Botschafter des Heils 1918 S. 30ff

Ein „Wahlspruch“ für jeden Knecht Christi. Vor Jahren war ich Zeuge einer Unterredung zwischen einem alten, im Dienste seines Herrn ergrauten Diener Jesu und einem jüngeren Evangelisten, der mit großem Eifer und viel Segen die frohe Botschaft verkündigte. Zum Nutzen aller Mitarbeiter auf dem großen Erntefelde möchte ich die Schlusssätze dieser bemerkenswerten Unterredung hier wiedergeben.

Der Evangelist stand im Begriff, sich von jenem alten Bruder zu verabschieden, da er in eine andere Gegend reisen wollte, um dort seine Arbeit fortzusetzen. Bei dieser Gelegenheit richtete er eine Bitte an den Alten. Er sagte etwa folgendes:

„Wir haben uns heute zum ersten Mal gesehen, vielleicht auch zum letzten mal. Da Sie nun viele Jahre im Weinberge des Herrn gearbeitet und weit größere Erfahrungen gesammelt haben als ich, der ich noch ein Anfänger auf dem Arbeitsfelde bin, das Sie vielleicht bald verlassen werden, möchte ich Sie um ein Wort bitten, das mir als Wahlspruch von Nutzen sein könnte für den Fall, dass der Herr mir noch ein wenig für Ihn zu tun geben will.“

Ein Wahlspruch?
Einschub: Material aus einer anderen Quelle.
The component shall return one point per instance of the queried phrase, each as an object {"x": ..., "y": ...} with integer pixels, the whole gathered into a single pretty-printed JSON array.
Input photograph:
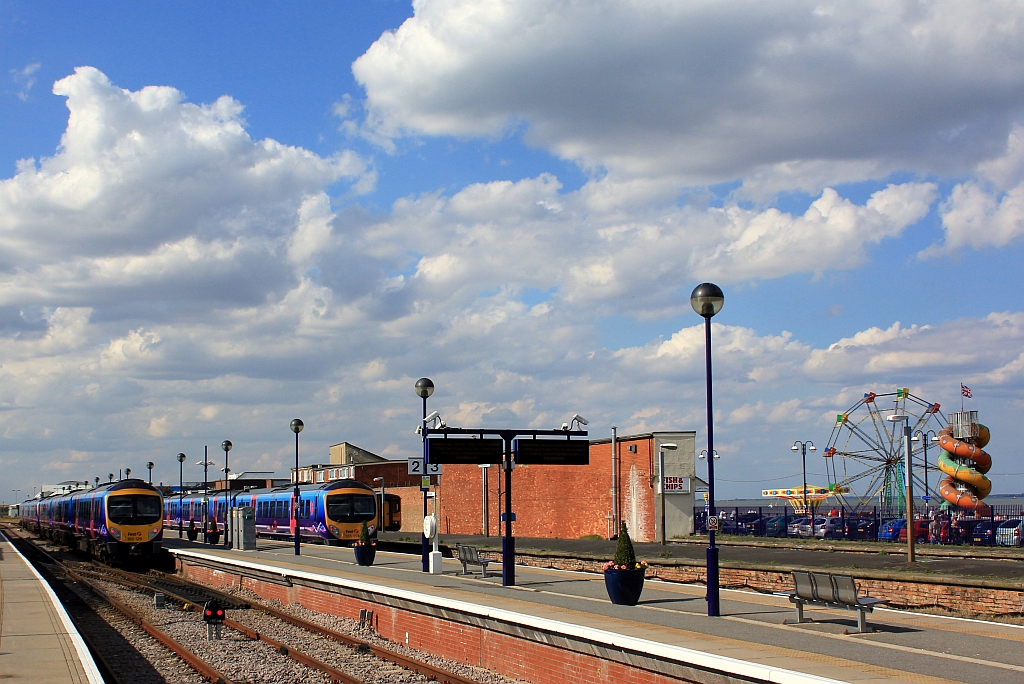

Der eine oder andere Leser ist vielleicht geneigt, den jungen Evangelisten, der von einem Menschen einen Wahlspruch erbot, wo er doch das ganze Wort Gottes besaß, wegen seines niedrigen geistlichen Zustandes zu tadeln. Doch über die Lippen des alten, erfahrenen Bruders kam kein Tadel. Nie werde ich seine milde, von Herzen kommende und dabei so tiefe und inhaltreiche Antwort vergessen.

„Suchen Sie zuerst“, so sprach er, „in den Gewissen Ihrer Zuhörer ein tiefes Gefühl über die Sünde und einen Hass gegen dieselbe hervorzurufen. Dann aber, wenn einige dem Evangelium geglaubt haben, suchen Sie in den Herzen der Glaubenden eine wirkliche, wahre Liebe für die Person ihres Heilands zu wecken.“

So sprach der alte Knecht Christi, und ich kann nur dem Wunsch Ausdruck geben, dass alle diejenigen, welche das Vorrecht haben, den Menschen mit dem Evangelium Gottes zu dienen, ernstlich über diese Worte nachdenken möchten.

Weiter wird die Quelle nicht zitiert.